There is an alphabet soup of teams of physicists at CERN—ALICE, ATLAS and CMS—who are, one way or another, interested in the “primordial soup” of our universe’s earliest moments after the Big Bang, which comes down to heavy ion particle physics (if I’m patching this together correctly).

In our materials science world, we often talk about “first principles” and things like electronic band structure, which are pretty crude concepts compared to the world these physicists dwell within.

For example, did you know that protons and neutrons are composites? They are bound up blobs of quarks and gluons, which are considered to be the basic building blocks of matter.

But even then, there are layers of complexity. For example, there are types of quarks with intriguing names like charm, beauty, up or down. At least some of these have a complement, such as the anti-charm quark.

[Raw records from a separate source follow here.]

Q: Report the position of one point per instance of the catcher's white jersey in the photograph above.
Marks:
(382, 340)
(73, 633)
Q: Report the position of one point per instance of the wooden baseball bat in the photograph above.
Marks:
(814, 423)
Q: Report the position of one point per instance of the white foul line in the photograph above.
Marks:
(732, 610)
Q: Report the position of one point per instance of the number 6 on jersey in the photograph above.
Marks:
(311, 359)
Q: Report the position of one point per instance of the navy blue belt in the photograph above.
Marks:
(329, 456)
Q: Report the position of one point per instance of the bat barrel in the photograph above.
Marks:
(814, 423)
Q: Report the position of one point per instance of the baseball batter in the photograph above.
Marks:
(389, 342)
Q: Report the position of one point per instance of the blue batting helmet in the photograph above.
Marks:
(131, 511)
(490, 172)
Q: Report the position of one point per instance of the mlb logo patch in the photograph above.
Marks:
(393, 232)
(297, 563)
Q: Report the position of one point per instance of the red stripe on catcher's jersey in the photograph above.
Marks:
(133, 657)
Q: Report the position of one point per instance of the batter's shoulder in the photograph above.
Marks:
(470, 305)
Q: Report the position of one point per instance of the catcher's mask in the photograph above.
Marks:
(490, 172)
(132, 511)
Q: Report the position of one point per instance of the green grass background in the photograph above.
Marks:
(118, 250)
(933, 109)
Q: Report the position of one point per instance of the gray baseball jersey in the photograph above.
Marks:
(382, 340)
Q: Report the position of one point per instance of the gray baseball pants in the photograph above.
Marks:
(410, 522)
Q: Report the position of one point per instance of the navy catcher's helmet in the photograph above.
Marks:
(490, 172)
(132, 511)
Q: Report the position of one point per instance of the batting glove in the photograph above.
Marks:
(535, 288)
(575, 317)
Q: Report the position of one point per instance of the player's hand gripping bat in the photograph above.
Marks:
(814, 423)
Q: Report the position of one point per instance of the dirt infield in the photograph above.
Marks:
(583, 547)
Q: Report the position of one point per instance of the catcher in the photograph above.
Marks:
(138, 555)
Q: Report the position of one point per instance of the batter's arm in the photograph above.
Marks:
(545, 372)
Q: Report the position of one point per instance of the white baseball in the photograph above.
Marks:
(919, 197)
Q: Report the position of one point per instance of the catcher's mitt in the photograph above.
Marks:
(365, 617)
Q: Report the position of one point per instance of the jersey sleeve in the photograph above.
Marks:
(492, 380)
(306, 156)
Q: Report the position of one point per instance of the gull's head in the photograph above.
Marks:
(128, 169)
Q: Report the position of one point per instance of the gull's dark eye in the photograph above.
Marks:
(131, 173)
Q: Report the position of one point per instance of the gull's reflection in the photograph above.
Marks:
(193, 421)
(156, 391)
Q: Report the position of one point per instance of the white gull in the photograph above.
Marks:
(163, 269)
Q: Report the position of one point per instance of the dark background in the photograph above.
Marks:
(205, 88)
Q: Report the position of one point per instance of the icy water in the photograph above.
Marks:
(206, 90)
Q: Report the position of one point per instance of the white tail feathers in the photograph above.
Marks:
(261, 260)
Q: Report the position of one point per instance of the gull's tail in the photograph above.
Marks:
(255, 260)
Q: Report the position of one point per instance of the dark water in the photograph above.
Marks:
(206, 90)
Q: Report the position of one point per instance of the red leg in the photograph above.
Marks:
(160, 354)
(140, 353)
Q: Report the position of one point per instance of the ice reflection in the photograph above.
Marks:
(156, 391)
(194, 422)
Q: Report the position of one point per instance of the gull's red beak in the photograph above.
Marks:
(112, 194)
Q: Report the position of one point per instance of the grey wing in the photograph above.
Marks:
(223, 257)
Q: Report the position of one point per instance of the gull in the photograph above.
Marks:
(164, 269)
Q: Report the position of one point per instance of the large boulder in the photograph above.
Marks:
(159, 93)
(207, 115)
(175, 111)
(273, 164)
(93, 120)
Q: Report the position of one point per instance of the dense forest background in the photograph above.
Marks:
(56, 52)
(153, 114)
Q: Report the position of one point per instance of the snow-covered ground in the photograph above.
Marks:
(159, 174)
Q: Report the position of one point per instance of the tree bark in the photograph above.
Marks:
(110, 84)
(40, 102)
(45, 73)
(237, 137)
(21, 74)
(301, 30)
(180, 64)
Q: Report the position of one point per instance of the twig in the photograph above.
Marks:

All these quarks and gluons interact with one another, and understanding this interaction has consumed many physicist-hours. A really good, accessible explanation of the fundamental forces at play in our universe is in this CERN online article, “About the Higgs Boson.” In the video (see above), Fermilab physicist, Don Lincoln, explains the unified theory called the “Standard Model” by comparing the Higgs field to water and the Higgs boson to water molecules. (A Higgs-like boson was observed at CERN just a few weeks ago.)

The world’s leading heavy ion physicists just wrapped up their latest conference, Quark Matter 2012, which takes place about every 18 months. According to the conference website, the purpose of the conference revolves around “studying excited matter at the subatomic level to understand how the constituents dynamically arrange themselves to form ordinary matter, and to understand how this organization emerged from the primordial matter created by the Big Bang at the beginning of the universe.”

The physics of quarks, gluons and their various flavors quickly gets complicated, but somehow it continues to be compelling in the geeky slipstream of the mainstream press. It is human nature to be curious about the origins of ourselves and our world. (Perhaps as part of a supernatural urge to know our time here matters and future generations will be curious about us, in turn?) But part of me wonders, beyond scratching an intellectual itch, what is the point? That is, I hope nobody is thinking about replicating the Big Bang!